La economía argentina ha mostrado una notable resiliencia ante los recientes shocks externos, destacando su capacidad para resistir el impacto de la guerra en Medio Oriente. Según la portavoz del FMI, Julie Kozack, el país ahora es un exportador neto de energía, lo que contrasta con su situación de 2022, cuando era importador. Este cambio ha permitido a Argentina generar un superávit de aproximadamente US$8000 millones en petróleo y gas a mediano plazo.

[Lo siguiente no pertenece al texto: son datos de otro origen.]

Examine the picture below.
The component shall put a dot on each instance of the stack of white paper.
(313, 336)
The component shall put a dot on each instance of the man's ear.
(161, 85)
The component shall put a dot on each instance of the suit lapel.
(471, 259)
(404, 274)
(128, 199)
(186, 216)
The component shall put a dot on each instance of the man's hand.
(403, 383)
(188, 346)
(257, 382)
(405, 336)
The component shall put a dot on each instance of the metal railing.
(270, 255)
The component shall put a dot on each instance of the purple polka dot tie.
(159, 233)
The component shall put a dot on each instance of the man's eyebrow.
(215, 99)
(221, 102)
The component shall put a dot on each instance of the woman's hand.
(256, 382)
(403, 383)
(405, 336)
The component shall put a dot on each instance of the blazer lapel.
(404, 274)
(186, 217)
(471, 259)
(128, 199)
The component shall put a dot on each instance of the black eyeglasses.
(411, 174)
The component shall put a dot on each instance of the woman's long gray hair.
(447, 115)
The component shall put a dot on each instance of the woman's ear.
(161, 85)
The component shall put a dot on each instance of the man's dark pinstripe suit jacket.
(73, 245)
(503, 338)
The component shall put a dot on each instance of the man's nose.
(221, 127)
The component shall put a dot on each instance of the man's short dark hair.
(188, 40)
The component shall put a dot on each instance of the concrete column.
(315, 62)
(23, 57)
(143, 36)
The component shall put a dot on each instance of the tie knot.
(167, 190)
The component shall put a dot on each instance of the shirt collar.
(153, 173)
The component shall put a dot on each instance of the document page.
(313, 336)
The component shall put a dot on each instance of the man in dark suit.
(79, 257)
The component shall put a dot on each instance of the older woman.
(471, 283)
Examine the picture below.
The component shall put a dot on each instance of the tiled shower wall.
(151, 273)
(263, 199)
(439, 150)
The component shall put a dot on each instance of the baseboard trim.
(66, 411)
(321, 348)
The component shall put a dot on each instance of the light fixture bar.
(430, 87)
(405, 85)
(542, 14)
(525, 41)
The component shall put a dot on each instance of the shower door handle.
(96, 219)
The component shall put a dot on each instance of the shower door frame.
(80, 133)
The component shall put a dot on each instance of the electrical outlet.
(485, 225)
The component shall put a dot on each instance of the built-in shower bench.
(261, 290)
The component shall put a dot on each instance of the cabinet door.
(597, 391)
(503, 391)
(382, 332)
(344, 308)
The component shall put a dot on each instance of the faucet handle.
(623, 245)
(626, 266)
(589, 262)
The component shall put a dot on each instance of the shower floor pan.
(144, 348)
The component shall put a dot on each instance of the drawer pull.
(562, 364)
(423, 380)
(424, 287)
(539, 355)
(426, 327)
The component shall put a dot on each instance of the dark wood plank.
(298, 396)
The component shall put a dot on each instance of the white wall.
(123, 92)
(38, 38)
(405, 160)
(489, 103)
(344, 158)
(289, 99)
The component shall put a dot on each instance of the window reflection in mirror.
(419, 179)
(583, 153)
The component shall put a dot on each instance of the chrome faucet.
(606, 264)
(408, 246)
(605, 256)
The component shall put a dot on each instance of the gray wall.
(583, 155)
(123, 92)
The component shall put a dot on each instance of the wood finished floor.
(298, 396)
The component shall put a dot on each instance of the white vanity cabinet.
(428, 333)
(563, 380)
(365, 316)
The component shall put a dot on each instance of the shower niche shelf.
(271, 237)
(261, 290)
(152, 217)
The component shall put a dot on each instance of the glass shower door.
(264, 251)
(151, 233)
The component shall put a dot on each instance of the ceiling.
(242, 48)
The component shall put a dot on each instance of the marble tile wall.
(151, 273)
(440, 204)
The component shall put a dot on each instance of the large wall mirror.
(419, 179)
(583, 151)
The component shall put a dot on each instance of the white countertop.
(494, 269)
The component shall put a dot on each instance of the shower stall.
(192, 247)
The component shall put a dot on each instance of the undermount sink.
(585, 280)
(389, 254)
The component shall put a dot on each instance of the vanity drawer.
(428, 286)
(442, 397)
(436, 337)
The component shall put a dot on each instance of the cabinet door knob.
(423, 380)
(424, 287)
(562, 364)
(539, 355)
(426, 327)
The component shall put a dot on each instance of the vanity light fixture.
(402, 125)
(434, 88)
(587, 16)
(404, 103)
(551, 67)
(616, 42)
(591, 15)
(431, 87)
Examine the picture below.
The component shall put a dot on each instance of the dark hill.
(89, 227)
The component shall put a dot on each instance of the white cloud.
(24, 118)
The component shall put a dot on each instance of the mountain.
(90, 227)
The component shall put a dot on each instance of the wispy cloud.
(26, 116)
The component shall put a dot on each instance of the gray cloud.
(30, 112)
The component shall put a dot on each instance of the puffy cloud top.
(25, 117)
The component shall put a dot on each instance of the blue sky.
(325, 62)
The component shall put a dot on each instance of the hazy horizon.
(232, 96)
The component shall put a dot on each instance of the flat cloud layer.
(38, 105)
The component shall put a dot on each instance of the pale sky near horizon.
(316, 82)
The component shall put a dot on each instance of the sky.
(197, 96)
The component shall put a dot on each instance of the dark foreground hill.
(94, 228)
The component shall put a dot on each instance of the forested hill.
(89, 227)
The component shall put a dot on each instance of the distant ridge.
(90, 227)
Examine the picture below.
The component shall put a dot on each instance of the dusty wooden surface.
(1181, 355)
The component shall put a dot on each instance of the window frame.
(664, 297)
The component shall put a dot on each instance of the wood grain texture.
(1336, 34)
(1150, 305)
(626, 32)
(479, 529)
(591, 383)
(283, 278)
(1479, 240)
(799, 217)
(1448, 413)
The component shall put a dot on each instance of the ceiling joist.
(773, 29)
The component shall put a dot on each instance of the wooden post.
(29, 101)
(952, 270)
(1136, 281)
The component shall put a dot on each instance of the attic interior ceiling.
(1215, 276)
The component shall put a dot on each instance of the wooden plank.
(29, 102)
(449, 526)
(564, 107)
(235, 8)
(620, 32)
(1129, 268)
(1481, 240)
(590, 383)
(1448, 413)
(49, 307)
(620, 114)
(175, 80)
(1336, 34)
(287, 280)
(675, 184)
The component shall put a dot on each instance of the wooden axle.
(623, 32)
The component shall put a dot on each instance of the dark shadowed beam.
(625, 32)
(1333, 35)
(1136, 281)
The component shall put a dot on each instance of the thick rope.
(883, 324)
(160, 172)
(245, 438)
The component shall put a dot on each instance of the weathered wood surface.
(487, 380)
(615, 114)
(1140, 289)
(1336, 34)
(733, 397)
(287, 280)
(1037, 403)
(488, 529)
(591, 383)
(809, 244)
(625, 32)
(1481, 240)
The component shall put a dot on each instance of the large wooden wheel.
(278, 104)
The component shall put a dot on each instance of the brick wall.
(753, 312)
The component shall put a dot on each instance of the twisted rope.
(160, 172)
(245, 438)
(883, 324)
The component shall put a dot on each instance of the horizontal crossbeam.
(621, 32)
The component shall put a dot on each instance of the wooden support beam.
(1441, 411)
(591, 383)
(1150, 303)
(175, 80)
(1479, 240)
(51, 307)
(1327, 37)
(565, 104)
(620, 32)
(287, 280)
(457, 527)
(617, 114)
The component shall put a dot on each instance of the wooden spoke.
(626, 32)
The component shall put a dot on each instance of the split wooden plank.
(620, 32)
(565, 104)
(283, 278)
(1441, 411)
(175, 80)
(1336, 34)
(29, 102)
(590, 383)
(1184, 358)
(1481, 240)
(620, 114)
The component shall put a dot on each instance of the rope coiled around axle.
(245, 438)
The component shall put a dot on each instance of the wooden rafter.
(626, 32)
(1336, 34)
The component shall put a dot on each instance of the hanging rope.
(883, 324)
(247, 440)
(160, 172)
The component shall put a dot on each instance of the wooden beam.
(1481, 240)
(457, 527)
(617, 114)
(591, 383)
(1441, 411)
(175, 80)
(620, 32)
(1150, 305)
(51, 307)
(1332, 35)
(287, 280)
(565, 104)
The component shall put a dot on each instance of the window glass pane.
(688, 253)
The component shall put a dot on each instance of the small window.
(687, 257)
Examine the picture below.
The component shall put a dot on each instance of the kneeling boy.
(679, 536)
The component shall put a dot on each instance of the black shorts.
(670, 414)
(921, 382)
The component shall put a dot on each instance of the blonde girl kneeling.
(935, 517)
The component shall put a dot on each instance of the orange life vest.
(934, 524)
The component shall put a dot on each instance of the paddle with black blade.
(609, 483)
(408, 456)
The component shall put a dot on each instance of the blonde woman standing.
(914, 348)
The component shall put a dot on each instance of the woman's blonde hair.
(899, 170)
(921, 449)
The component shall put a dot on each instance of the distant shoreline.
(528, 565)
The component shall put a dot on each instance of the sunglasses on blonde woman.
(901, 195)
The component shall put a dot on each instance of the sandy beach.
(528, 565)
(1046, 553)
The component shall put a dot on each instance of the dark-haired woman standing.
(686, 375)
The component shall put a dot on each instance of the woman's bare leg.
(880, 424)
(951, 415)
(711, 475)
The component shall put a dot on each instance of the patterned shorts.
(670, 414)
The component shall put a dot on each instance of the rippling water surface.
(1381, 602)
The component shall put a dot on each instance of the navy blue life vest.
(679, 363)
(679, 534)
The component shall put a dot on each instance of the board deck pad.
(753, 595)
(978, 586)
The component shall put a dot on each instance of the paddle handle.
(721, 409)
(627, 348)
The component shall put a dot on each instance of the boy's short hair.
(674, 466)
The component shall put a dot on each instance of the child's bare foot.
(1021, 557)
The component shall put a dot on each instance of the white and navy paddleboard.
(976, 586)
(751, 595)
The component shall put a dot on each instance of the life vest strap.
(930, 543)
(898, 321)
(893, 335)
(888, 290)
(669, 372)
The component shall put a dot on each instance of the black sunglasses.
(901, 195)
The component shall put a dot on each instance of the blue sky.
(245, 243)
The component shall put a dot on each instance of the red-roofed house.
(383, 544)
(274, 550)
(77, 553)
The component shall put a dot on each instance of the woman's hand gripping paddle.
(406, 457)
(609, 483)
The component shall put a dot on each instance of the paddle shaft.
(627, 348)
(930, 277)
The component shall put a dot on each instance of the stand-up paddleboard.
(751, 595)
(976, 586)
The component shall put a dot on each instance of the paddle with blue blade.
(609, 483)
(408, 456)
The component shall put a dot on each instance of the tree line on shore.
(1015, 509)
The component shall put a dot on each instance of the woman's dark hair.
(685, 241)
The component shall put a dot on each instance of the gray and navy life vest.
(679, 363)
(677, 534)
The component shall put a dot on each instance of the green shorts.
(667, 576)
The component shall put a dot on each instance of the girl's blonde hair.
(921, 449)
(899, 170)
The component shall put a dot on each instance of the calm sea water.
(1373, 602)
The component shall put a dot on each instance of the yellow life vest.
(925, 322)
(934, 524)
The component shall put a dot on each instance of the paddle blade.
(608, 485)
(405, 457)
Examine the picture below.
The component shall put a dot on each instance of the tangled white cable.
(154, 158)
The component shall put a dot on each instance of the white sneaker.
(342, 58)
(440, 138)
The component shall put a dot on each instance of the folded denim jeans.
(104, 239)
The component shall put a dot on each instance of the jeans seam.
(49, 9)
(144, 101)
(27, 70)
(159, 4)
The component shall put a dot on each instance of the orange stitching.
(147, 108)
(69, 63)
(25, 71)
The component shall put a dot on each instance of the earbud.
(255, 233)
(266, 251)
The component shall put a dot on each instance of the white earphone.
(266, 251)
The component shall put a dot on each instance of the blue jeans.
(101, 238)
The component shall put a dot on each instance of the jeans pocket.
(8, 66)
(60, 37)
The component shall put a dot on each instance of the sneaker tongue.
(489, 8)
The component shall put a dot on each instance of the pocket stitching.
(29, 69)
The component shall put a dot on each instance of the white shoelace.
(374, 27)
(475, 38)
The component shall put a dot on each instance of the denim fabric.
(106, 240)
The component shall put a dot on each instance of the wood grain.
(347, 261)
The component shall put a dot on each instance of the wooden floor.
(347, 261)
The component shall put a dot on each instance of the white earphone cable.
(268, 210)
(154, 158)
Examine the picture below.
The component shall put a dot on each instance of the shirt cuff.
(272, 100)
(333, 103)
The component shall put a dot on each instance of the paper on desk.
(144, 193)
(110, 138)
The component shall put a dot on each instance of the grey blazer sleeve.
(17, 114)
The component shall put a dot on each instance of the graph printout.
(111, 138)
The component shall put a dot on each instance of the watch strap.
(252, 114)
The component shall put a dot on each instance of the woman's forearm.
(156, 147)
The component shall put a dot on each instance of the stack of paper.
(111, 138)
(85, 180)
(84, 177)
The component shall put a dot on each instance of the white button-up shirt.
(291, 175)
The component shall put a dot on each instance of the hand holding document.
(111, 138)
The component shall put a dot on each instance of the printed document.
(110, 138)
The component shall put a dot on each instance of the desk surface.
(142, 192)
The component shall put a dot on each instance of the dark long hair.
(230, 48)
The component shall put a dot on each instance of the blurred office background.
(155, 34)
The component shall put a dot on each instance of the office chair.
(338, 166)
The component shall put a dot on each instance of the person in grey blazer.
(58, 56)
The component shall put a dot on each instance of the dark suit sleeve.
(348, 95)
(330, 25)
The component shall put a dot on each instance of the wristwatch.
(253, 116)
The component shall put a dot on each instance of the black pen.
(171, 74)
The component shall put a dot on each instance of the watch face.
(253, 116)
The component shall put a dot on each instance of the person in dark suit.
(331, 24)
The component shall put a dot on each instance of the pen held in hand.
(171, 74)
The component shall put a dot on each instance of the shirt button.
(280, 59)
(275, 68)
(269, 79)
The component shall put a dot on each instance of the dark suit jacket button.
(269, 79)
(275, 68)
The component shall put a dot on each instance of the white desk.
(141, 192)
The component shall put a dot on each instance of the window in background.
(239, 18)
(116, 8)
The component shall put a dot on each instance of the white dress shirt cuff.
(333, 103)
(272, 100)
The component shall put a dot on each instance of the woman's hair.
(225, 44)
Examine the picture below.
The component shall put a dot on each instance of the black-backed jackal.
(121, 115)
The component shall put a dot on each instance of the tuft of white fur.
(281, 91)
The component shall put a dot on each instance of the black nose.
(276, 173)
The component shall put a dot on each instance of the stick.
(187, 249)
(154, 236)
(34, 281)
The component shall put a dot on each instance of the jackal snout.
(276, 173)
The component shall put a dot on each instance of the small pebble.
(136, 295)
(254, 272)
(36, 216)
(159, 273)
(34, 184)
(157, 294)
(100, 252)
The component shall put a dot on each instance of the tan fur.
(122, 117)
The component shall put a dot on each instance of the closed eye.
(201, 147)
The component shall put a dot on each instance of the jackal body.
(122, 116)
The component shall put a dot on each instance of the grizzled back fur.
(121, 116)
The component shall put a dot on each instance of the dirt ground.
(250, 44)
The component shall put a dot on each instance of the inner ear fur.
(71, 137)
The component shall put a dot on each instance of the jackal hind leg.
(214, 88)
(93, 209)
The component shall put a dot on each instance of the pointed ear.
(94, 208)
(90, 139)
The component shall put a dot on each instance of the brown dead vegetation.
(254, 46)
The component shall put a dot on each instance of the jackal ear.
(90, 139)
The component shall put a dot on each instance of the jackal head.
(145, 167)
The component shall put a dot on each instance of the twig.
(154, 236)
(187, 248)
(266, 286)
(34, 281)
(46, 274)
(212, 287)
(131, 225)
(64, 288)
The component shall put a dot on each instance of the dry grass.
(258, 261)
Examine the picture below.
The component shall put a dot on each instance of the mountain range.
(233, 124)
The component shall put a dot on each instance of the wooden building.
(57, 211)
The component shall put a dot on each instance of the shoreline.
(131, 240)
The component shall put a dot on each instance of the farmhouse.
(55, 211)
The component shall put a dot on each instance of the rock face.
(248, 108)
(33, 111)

Kozack también elogió las reformas laborales y mencionó los esfuerzos del Banco Central de la República Argentina (BCRA) para acumular reservas, destacando la compra de alrededor de US$3500 millones en reservas desde el inicio del año. En su análisis sobre el impacto global del conflicto, advirtió que un aumento del 10% en el precio del petróleo podría resultar en un incremento de 40 puntos básicos en la inflación mundial y una reducción en el crecimiento global.
Finalmente, la vocera del FMI comentó sobre la volatilidad de los mercados internacionales, que han experimentado caídas en los rendimientos de bonos y un fortalecimiento del dólar. Las conversaciones sobre la segunda revisión del programa continúan, y el organismo se compromete a mantener informada a la comunidad sobre los avances.